Niels Niclas Falck, een beoefenaar van het staatsregt in Sleeswijk-Holstein. Hij werd geboren te Emmerlef bij Tondern den 25sten November 1784, studeerde eerst in de godgeleerdheid en wijsbegeerte, doch bepaalde zich later, als huisonderwijzer bij graaf von Moltke op Nütschau bij de regtsgeleerdheid. Nadat hij in 1809 het ambts-examen had afgelegd, werd hij geplaatst op het bureau der kanselarij in Sleeswijk-Holstein. Wegens zijne grondige kennis der theorie van het regt werd hij in 1814 benoemd tot hoogleeraar te Kiel, waar hij op een hoogst verdienstelijke wijze werkzaam bleef tot aan zijn dood. Hij schreef onder anderen eene regtsgeleerde „Encyklopaedie (4de uitgave 1839)”, — „Handbuch des Schlesw.-Holst. Privatregts (1825—1840, 4 dln)”, — „Das Herzogthum Schleswig in seinem gegenwärtigen Verhälltnisse zu Dänemark und zu den Herzogthum Holstein (1816)”. Hij ijverde voor de herstelling der grondwet, en werd in 1835—1836 door de universiteit en door de regéring tot lid der provinciale standen benoemd, waar men hem tot voorzitter koos.

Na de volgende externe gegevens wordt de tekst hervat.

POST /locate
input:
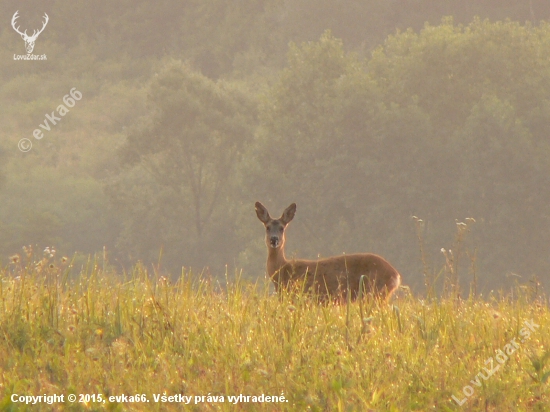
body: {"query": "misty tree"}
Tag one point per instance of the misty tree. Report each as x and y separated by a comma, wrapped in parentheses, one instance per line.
(190, 147)
(446, 123)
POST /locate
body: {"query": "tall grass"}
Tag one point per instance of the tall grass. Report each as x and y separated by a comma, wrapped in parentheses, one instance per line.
(139, 333)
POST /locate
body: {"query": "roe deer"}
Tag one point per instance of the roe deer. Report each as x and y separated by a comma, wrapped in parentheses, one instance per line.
(330, 278)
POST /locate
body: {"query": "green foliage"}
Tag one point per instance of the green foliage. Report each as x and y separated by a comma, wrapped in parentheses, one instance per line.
(102, 333)
(191, 147)
(444, 123)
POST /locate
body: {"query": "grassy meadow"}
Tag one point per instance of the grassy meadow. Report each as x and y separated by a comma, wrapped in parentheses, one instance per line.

Hoewel hij zich in het algemeen aansloot aan de liberale partij, deinsde hij voor alle doortastende maatregelen terug, zoodat hij zijne populariteit meer en meer verloor. Dit had vooral plaats, toen na de troonsbeklimming van Christiaan VIII de successievraag opgeworpen werd. Als de grondigste kenner van het staatsregt van zijn vaderland en zonder eenigen twijfel te voeden omtrent de regten der hertogdommen, kwam hij in 1846 met 8 andere hoogleeraren uit Kiel in het geschrift „Das Staatsund Erbrecht des Herzogthums Schleswig” in verzet tegen den „Offenen Brief”, doch toen in 1848 de storm losbarstte, hield hij zich schuil. Hij was mede lid van de Constituérende Vergadering, maar kreeg geene zitting in de Vergadering, welke volgens de grondwet van 1848 gekozen werd. Hij was toch naar de regterzijde overgeloopen en gaf zelfs een „Wochenblatt” uit, waarin hij de Democratie, doch eigenlijk de vaderlandlievende pogingen van zijne landgenooten bestreed. Hij stierf den llden Mei 1850.